So, I talked (via email) with Zachary Blount who wrote the E. coli genetic study paper. He was gracious enough to answer some questions and I need to write that up. He also pointed me to three other papers regarding the Lenski lab and some related bacterial studies.
Then I get a facebook post from a sister-in-law (I have 4) asking me to translate an article about epigenetics, high fructose corn syrup, and autism into English for her. So I skimmed that paper, hit a couple of reference papers and have many, many questions… so I’d like to explore that in the near future.
There’s a big problem with human studies. There’s just no way to control the variables. I think it’s almost impossible to say X is the cause of Y for almost any human, food related issue. For example, blaming high fructose corn syrup for a bunch of problems makes no sense to me. Table sugar is 50% fructose and 50% sucrose. HFCS is 55% fructose and 45% sucrose. It’s seems almost impossible that the 5% difference is enough to cause all the problems that are laid at the feet of HFCS. The paper in question pretty much blames part of the rise in autism on HFCS. Really?
I’m not convinced. Especially when one of the factors that is used to blame HFCS is the opposite of what was found by a study used in the works cited. It’s very odd.
Look, I’m not an expert in food science, or much of anything really. But I can read these papers pretty well and I have no problem writing the authors and asking questions.
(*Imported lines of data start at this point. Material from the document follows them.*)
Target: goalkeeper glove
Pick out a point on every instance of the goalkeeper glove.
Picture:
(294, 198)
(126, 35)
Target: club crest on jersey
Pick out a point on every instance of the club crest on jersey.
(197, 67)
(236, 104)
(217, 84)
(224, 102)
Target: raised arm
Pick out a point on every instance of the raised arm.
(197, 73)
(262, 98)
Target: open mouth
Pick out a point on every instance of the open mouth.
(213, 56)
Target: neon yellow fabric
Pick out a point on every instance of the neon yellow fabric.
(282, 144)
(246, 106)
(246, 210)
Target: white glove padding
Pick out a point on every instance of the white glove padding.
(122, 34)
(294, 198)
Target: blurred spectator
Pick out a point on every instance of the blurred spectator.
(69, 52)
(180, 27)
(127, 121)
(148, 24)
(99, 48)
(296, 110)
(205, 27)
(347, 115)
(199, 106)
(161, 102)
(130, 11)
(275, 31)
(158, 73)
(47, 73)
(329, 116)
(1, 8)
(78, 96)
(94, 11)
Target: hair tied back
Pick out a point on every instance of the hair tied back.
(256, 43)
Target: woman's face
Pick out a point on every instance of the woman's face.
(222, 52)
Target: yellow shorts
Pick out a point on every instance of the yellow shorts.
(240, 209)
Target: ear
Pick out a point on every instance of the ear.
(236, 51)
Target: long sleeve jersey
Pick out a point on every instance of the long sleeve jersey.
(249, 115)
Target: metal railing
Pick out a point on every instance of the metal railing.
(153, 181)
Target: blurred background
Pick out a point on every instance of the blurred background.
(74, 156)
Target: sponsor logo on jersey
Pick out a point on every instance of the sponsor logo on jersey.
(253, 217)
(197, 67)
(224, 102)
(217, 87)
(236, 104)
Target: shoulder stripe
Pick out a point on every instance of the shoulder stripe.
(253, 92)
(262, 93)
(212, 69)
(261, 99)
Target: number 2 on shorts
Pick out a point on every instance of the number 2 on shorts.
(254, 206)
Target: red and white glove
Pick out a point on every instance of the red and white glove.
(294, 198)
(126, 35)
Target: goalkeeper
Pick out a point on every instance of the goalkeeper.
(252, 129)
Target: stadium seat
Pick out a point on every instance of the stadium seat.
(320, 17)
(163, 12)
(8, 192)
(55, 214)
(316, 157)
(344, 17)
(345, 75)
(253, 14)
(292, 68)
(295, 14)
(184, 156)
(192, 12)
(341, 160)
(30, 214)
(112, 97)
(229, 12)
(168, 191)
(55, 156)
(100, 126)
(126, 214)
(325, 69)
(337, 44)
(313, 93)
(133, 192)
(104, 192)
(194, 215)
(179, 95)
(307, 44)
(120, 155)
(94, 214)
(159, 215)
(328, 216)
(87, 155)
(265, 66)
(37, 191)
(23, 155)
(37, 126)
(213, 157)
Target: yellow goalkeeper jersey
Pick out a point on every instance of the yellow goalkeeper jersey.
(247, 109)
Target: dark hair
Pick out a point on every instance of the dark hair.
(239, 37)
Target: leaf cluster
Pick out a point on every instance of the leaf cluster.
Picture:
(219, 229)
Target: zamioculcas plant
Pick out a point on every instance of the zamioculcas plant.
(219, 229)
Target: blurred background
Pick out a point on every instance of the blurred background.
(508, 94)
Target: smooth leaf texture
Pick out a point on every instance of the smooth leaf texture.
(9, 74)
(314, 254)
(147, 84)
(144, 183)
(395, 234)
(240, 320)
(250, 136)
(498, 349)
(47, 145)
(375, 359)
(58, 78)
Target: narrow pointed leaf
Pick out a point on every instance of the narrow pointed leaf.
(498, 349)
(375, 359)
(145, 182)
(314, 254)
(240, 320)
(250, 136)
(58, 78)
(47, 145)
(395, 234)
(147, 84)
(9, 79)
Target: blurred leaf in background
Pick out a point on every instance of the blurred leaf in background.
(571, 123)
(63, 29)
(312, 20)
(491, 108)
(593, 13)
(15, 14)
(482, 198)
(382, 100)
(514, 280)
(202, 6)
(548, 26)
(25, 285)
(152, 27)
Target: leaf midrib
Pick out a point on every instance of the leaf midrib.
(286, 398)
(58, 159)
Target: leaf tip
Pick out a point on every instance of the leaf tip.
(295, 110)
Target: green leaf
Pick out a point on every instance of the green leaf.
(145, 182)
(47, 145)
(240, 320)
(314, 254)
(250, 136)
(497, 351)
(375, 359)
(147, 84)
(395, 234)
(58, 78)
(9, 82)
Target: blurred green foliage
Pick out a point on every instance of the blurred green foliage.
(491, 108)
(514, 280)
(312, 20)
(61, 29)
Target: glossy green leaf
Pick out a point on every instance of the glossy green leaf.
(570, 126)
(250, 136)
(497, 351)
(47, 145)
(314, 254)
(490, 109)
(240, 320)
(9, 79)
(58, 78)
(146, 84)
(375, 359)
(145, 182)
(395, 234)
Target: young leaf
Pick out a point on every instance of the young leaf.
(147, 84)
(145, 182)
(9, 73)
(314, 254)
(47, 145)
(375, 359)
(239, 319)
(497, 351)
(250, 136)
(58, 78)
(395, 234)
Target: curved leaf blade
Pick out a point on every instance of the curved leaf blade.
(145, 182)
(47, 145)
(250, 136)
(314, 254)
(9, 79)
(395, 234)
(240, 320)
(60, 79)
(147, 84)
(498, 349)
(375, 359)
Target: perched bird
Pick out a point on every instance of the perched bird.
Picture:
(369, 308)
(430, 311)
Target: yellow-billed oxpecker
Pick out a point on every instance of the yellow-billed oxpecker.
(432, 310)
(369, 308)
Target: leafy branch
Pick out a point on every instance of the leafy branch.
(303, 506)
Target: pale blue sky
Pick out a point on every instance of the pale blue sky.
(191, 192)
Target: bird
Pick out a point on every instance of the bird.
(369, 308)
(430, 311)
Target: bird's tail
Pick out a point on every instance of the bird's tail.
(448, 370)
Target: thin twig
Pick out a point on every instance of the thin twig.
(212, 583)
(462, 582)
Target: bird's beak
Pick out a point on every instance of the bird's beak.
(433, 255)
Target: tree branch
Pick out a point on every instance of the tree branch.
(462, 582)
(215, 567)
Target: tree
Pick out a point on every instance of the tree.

That all being said, I just don’t see how anyone can say with anything approaching statistical certainty that any food can cause any problem in people. I drink lots of cola (too much cola and I’m trying to cut back, I really am… I’m not 19 anymore). But my wife drinks a single cola that has HFCS in it and has stomach cramps. Is there a genetic factor that causes her to have problems with fructose? There may be… on the other hand, it may be her just thinking that HFCS causes her to become ill. I doubt we’ll ever really know.
BTW: I have very good (but anecdotal evidence) that the mind can cause illness. I was working for a college and had all kinds of problems with my boss. I started getting sicker and sicker. Finally, I was diagnosed with Chron’s disease. Now, that’s pretty bloody serious. Finally, one day, the alarm went off and I sat at the edge of my bed holding a 9mm pistol and wondering if it would be better to never have to go to work again. I quit. Since that day, I have never had a single instance of anything that would be symptomatic of Chron’s.
Who knows? Humans, unlike rats are not bred to be identical. We can’t conduct long term feeding studies on humans (someone sneaks a cheeseburger and the whole thing is suspect). We can’t do a lot of things with humans, which is why animal studies are so important.